Allerdings weist das Kreislaufwirtschafts- und Abfallgesetz der Antragstellerin als Abfallbesitzerin an den "Sperrmüllresten" nicht die Verpflichtung zu deren Entsorgung zu. Entsorgungspflichtig für Haushaltsabfälle ist und bleibt - wie bereits dargelegt - der Antragsgegner als öffentlich-rechtlicher Entsorgungsträger (§§ 13, 15 KrW-/AbfG). § 19 Abs. 5 AWS verstieße gegen diese bundesrechtliche Regelung, wenn die Vorschrift zwingend so zu verstehen wäre, wie ihr Wortlaut es nahezulegen scheint ("... sind durch die Gemeinde nach Maßgabe dieser Satzung zu entsorgen."). Mit dieser verfehlten Formulierung ist jedoch lediglich gemäß § 19 Abs. 4 AWS die "Überlassung", also das erforderliche Einsammeln und geordnete Bereitstellen, gemeint. Mit diesem Inhalt ist die angegriffene Satzungsbestimmung mit Bundesrecht vereinbar. Die gebotene einschränkende Auslegung der Formulierung überschreitet nicht die Grenzen des Wortsinns.
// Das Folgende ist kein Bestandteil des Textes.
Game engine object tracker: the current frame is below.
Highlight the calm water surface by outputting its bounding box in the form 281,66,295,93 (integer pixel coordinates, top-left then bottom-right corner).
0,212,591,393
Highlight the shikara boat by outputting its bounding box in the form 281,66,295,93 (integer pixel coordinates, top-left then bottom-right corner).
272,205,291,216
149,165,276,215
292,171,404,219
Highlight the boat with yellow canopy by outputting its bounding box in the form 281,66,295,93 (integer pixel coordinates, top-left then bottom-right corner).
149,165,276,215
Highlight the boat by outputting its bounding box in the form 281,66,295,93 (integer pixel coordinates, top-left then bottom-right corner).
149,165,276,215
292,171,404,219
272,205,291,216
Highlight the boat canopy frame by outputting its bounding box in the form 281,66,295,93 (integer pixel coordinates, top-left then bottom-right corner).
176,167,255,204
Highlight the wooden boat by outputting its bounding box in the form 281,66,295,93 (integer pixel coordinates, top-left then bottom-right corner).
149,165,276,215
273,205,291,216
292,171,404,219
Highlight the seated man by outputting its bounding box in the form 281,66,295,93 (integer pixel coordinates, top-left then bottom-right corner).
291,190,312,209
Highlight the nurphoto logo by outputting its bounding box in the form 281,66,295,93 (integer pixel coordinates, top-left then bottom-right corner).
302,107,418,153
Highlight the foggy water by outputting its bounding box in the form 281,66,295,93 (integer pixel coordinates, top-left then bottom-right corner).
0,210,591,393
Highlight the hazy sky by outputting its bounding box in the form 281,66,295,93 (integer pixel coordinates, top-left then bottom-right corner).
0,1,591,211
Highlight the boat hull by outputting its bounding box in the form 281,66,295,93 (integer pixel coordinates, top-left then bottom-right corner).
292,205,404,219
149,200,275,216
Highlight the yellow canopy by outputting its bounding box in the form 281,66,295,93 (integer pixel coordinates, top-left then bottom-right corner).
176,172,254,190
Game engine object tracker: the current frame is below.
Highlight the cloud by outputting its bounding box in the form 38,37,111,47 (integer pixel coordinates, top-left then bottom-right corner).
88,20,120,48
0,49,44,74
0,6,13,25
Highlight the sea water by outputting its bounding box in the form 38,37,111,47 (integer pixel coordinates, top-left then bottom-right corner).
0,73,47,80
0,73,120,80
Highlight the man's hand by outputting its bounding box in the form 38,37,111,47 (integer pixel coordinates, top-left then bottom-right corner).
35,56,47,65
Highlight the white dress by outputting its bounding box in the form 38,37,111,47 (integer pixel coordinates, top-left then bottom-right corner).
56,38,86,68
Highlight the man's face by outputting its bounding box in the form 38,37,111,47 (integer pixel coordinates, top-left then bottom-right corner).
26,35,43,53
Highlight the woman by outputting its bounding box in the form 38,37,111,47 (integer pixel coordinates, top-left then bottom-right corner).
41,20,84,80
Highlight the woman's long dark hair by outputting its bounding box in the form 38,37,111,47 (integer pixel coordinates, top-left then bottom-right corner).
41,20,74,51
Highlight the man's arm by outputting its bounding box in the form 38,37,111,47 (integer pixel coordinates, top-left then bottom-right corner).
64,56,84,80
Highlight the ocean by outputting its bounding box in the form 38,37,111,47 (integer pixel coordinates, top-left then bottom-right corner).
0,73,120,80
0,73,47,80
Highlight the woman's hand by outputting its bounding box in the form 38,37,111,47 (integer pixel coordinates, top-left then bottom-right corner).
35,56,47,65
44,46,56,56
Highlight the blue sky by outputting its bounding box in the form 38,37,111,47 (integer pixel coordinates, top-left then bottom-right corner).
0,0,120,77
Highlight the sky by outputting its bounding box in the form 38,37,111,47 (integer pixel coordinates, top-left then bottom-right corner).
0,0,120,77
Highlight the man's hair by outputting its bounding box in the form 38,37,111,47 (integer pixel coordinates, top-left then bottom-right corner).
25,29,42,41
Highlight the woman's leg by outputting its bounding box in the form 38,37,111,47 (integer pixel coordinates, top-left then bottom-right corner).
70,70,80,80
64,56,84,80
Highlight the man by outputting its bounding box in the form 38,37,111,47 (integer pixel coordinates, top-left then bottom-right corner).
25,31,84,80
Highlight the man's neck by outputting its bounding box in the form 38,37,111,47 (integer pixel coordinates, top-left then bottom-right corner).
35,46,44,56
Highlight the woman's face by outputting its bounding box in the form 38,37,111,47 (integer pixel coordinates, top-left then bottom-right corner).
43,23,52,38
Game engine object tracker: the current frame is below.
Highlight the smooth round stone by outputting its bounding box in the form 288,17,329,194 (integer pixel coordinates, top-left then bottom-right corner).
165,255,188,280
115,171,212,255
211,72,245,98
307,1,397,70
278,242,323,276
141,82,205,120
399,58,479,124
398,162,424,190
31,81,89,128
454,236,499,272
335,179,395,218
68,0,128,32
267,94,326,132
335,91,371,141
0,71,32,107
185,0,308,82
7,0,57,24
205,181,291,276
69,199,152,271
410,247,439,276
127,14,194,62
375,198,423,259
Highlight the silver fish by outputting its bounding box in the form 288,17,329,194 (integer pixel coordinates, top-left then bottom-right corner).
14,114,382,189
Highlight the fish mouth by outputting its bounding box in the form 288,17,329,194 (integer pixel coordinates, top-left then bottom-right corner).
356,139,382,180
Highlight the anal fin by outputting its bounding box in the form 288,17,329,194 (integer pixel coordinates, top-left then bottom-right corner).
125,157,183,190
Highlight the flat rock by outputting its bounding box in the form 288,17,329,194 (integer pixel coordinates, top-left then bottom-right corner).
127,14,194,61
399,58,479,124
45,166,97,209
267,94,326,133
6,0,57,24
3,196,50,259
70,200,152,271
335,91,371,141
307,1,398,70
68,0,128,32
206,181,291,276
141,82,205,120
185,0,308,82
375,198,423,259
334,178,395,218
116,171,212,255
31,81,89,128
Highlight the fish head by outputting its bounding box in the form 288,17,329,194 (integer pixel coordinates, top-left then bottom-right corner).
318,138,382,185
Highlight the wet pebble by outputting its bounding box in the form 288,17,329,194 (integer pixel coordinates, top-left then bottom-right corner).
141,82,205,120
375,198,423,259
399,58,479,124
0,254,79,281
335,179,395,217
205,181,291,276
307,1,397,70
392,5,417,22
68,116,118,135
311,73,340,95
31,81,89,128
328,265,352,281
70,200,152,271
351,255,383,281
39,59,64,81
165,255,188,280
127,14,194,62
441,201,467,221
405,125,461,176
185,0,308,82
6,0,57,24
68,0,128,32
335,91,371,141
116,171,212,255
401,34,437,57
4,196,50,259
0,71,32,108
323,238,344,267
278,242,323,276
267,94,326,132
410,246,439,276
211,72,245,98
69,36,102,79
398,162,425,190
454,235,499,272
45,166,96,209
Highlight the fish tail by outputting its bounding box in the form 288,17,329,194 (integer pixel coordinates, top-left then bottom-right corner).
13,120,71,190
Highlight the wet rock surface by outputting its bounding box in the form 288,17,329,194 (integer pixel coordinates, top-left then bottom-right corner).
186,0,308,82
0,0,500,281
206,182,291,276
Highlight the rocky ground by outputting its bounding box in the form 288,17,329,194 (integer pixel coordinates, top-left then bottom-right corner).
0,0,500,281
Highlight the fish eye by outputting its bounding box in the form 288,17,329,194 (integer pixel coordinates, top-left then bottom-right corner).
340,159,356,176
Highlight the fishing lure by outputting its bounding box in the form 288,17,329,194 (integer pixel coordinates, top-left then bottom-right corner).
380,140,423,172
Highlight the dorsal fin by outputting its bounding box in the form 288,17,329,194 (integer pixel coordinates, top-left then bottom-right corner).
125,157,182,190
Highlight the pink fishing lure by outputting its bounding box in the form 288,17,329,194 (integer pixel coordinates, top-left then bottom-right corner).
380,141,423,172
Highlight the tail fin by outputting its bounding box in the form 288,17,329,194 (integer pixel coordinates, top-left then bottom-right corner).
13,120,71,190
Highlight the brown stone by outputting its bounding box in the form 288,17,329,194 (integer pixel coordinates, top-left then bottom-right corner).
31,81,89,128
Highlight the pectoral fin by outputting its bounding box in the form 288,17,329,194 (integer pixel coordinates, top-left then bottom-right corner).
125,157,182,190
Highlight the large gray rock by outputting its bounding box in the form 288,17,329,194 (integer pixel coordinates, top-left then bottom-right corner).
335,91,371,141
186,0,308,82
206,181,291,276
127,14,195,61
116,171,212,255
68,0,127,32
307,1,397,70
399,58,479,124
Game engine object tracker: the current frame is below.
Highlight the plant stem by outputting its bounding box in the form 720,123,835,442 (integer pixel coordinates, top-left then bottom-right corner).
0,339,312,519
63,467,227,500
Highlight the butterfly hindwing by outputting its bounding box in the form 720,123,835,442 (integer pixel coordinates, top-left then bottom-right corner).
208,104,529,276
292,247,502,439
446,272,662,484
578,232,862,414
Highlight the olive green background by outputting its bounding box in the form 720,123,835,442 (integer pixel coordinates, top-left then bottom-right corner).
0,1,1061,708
Dass möglicherweise gegenüber § 19 Abs. 4 AWS kein wesentlicher zusätzlicher Regelungsinhalt verbleibt, steht nicht entgegen.
Sache der für die weitere Auslegung der Satzung zuständigen Gerichte des Landes wird es sein, über das in § 19 Abs. 4 und 5 AWS gleichermaßen verwendete Tatbestandsmerkmal "nach Maßgabe dieser Satzung" zu befinden. Damit erhebt sich die auch von der Antragstellerin aufgeworfene Frage, ob innerhalb des Ortsbereichs auf "sonstigen Grundstücken" oder Straßen wild abgelagerte Abfälle entsprechend § 19 Abs. 2 und 3 AWS nur an der Straße bereitzustellen und dort dem Antragsgegner zu überlassen sind, oder ob sich hiermit eine weitere Sortierung der "wilden" Abfälle in die satzungsgemäß vorgesehenen Fraktionen verbindet und deren anschließende Überlassung nach den Modalitäten der Satzung im Hol- oder Bringsystem (§§ 8 bis 16 AWS).
Die Kostenentscheidung beruht auf § 154 Abs. 2 VwGO.
Beschluss:
Der Wert des Streitgegenstandes wird für das Revisionsverfahren auf 5 000 EUR festgesetzt.